22 MARCH 1940, Page 2

Finland's Reconstruction

Though Sweden and Norway were not prepared for the supreme sacrifice on behalf of the country which is a buffer State between them and Russia, it would be extreme in- gratitude to overlook the help they gave in private and public subscriptions, gifts in kind, and in volunteers. They and the rest of the world, and especially Great Britain, will feel it a duty to make unstinted efforts to help Finland in her immense task of reconstruction. Provision has to be made somewhere for more than 400,000 persons who have been dispossessed of their land and homes, and deprived of a means of livelihood.
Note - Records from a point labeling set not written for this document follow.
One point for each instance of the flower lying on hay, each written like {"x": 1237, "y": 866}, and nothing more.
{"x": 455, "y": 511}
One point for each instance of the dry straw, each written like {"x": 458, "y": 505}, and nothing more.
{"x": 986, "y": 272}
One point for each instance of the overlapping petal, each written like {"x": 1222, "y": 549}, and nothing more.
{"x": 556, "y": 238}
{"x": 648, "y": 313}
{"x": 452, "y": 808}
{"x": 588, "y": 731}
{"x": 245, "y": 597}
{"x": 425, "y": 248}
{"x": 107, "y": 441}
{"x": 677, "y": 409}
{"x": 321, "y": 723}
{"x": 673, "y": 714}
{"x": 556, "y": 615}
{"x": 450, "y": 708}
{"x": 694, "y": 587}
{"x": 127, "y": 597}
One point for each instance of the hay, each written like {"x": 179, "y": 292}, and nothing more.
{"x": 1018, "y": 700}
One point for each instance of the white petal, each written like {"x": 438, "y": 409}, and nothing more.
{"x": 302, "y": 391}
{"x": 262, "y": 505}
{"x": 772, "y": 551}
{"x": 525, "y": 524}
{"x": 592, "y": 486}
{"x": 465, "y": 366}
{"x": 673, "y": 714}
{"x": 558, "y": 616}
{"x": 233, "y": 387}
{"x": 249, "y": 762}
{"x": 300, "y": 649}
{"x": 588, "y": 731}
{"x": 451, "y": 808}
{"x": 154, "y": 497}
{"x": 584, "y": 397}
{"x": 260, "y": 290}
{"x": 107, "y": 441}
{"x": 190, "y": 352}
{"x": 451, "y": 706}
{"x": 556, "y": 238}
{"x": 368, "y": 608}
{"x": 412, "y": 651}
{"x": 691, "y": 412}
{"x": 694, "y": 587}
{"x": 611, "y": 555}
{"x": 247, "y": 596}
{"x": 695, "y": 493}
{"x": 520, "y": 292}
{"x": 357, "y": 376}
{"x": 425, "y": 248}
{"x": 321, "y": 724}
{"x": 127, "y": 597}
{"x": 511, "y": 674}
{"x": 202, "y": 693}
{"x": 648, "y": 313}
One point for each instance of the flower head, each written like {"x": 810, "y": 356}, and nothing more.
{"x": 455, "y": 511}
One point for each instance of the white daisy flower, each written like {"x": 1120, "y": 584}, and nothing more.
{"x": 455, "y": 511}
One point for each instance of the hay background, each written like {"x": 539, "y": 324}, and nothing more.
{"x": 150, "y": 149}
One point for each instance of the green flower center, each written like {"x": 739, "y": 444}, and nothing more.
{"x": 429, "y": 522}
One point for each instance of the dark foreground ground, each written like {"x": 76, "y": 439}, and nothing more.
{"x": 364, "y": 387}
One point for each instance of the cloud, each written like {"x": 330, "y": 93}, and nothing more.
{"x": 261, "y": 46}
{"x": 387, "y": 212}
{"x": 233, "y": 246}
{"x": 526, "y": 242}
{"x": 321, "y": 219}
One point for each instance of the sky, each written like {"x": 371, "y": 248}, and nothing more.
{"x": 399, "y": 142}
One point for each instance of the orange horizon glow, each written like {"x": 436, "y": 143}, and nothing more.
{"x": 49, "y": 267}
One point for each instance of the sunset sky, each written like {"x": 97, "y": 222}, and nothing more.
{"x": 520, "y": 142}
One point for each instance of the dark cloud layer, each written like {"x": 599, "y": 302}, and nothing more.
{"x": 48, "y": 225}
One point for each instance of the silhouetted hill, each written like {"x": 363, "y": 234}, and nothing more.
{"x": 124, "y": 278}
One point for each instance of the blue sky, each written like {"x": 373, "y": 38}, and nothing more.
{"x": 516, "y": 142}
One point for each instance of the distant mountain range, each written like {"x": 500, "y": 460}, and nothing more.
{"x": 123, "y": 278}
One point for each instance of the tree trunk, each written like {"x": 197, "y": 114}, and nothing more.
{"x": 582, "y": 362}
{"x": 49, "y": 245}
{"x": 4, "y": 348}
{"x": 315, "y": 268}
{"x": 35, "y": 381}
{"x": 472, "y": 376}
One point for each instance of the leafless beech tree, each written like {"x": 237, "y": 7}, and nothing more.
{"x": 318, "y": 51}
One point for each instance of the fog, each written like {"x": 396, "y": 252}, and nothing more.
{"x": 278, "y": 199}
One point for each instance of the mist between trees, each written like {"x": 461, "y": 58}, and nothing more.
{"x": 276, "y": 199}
Efforts will have to be made to start elsewhere the industrial enterprises which were situated at Viipuri and other towns in the ceded areas. Dr. A. I. N. 0. Cajander says that 46 hospitals were bombed, 122 stone buildings destroyed and 364 damaged, and thousands of wooden houses demolished or damaged. Finland is faced with a prodigious task of re-building, land settlement, the reconstruction of industry, and starting again the normal services of education and government. British help must be given. Though the Finnish war in a sense was not our war, and though it was started by an enemy not at war with us when our hands were already full, _none the less Finland's cause is the same as ours in character and principle, and her resistance indirectly helped us. We were ready to assist her in war ; we must now assist so far as we can in peace.